The following are the results of a semi-scientific survey conducted at my 
University's library (this may show that I have *way* too much time on my 
hands). :^)

Accessing the on-line catalog, I conducted a literature search of the science 
database (which has a limited timeframe; 1989 to present).  I performed a 
keyword search of the following dinosaurian words: theropod, sauropod, 
prosauropod, stegosaur, ankylosaur, hadrosaur, iguanodon, ceratopsian (the new 
spelling wasn't recognized), and pachycephalosaur.  In recording the total 
number of references provided, a suprising trend occurred.

<<Keyword>>              <<Hits>>
Theropod                    35
Sauropod/prosauropod        21
Ankylosaur                   5
Hadrosaur                    5
Ceratopsian                  3
Stegosaur                    1

        [All other keywords provided no references]

I was suprised to discover that recent publications on dinosaurs are dominated 
by theropod-related topics.  I thought about these numbers, and came up with a 
few ideas that could explain the results.

        *"Preservational Bias" - This university doesn't get every paleontology 
related journal, so the actual coverage for ornithischian groups may be larger 
than indicated.

        *Timescale - Theropods were around for roughly the entire Mesozoic, so 
this longer "group lifetime" may give more topics for study.  Also, the length 
of time allows for a greater diversification of forms, lifestyles, and habits.

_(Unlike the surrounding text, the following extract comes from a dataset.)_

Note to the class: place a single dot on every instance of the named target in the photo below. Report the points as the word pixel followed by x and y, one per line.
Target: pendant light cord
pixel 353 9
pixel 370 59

        *Only Group With Descendants - Feduccia's book aside, the bird-dino 
link is strong.  This gives theropods a seductive nature, because we can take 
modern birds, and try to extrapolate back to the Mesozoic.  From this, many 
authors try to deduce the Mesozoic ecosystem (I won't try to debate whether 
these attempts are successfull or not).

        *Thrill of the Hunt (also applies to nature documentaries) - We tend to 
see herbivore existance as one long buffet, broken up by moments of terror when 
the predators decide it's time for lunch.  As a result, we tend to see predator 
lifestyle as more interesting.  It could also relate to our semi-predaceous 
roots.

        *Morbid Facination - Since we humans were once prey ourselves, we tend 
to admire those animals that could find us appetizing.  This facination also 
shows why theropods (or theropod mutations) tend to be a favorite subject for 
monster movies; Gwangi, Gorgo, and Godzilla.

Granted, this post has been more philosophical than scientific, but I found it 
amazing that theropods get the most "air time."  I would be interested in 
hearing anyone else's interpretation of these results.

Rob Meyerson
Orphan Vertebrate Paleontologist
***
"May God stand between you and harm in all the empty places you must walk."